It is a week now since the parties all got their final lists in to the election commission, and we now know who the choices will be for the January 22 election.
Many of us on the center-left were holding out hope for a last minute agreement to run two or more of the multiple center-left parties on a joint list, but alas it seems that egos won the day, and the center-left will be split among numerous parties. With so many to choose from, I worry that some voters will stay home, and give an easy victory to the right, which has become even more radical with the Likud-Yisrael Beiteinu merger and the results of the Likud primary.
With 4 or 5 (depending on how you count) parties vying for the center-left vote, there will be much campaign time spent fighting each other, rather than trying to replace the Netanyahu government. A fight that was already uphill has now become almost impossible.
As I have written before, I am a big fan of Tzipi Livni. She is firmly grounded in Zionist values while understanding the realities of the world we live in. She successfully managed the country’s foreign affairs through two conflicts, and brought electoral success to Kadima, when she had been all but counted out. She failed to form a coalition, though, and Israel’s system does not make it easy for an opposition leader to shine. Her decision to start a new party, rather than joining Labour or Yesh Atid (which itself should never have been created) was a mistake.

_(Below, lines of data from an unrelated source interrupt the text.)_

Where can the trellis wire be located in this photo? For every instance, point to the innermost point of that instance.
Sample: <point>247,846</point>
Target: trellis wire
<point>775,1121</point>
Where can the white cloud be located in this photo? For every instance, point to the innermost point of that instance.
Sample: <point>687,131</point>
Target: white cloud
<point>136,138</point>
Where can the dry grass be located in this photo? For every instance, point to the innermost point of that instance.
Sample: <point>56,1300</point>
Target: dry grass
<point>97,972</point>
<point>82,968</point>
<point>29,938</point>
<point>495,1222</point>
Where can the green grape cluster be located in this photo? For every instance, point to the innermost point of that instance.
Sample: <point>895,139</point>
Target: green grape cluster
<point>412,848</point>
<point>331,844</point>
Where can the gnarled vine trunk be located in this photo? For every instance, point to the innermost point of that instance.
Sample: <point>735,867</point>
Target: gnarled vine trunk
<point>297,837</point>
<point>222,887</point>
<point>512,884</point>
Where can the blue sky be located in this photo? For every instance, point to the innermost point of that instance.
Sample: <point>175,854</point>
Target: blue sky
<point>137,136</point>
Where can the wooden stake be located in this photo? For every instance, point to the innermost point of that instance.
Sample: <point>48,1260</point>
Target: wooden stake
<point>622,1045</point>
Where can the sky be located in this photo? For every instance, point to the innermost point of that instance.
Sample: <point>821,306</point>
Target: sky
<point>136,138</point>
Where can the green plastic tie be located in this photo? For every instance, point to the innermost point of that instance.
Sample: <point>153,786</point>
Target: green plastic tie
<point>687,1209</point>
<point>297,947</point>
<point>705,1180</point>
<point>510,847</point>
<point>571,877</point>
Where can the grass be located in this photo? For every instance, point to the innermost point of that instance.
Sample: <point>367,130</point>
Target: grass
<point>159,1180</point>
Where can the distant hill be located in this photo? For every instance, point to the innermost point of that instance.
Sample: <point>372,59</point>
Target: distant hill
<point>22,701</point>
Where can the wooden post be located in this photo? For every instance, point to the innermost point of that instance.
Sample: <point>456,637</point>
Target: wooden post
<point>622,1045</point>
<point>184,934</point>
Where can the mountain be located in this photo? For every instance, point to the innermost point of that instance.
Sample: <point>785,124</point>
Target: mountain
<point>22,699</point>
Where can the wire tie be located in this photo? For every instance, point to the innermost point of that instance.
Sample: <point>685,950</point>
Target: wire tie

She should have joined Labour, even if it meant playing second fiddle to Shelly Yachimovitch.
Labour is still in the lead, but while I have a lot of respect for Yachimovitch as a legislator, she has taken a very populist and anti-business tone for her campaign. I am a believer in left-wing economics, i.e. a neo-Keynesian approach to business cycles, and a strong welfare state, but Yachimovitch seems to have decided that is not enough – she is focusing her campaign on tarring big business. Israel needs some creative solutions to facing economic problems like the high costs of residences, lack of competition in many markets and growing inequality. None of them will be helped by taking aim at Intel and Pelephone.
She has also chosen to stay almost silent on the Palestinian issue. I understand this is a tactical move because she believes the Israeli population does not want to hear about it, but in the end it makes her a less credible candidate.
It should be noted at this point, however, that Yachimovitch’s former mentor, Amir Peretz, has jumped ship to HaTnua with Tzipi Livni. Although his stated reasons for doing so are on the foreign policy side, I am concerned that in the number three spot he will have too much influence on the economic side. I understand why Livni could not resist the political “coup” in stealing him from Labour, but I suspect she may regret it in the long run.
Yesh Atid, under Yair Lapid, had assembled a very impressive list of candidates for Knesset. I would have liked to see almost all of them vying for a spot on the Labour list. I have a problem, though, with Yair Lapid thinking his celebrity should guarantee him a top-spot in a major party rather than doing the hard work of getting himself elected on a party slate. Also, after listening carefully to him speak many times, I have no idea what he stands for, other than drafting the Haredim into the army.
I have a few friends thinking about voting for Rabbi Haim Amsalem’s Am Shalem party. I have a lot of respect for what Rav Amsalem has done in challenging the Haredi orthodoxy and establishment. I was happy to see he put women on his list, which I was not sure would happen. However, the big challenge for him will be to convince segments of Haredi society to follow his lead, and I don’t know how or why it helps for the rest of us to buy in. If he is not convincing Haredim to follow him, nothing about his message is special – he is saying things those of us in the national religious camp have been saying for three generations.
I have nothing much to say about Kadima. After the complete disintegration of the party in the last few months, they seem unlikely to pass the threshold to get into the Knesset. It’s a sad end, but at this point they are a waste of a vote.
In the end, I’ll need to make a decision. In the meantime, I will be using this blog space to try and convince people to vote for any one of them. The key goal of the center-left camp in this election has to be to replace Netanyahu, even if our leaders have made it harder to do it.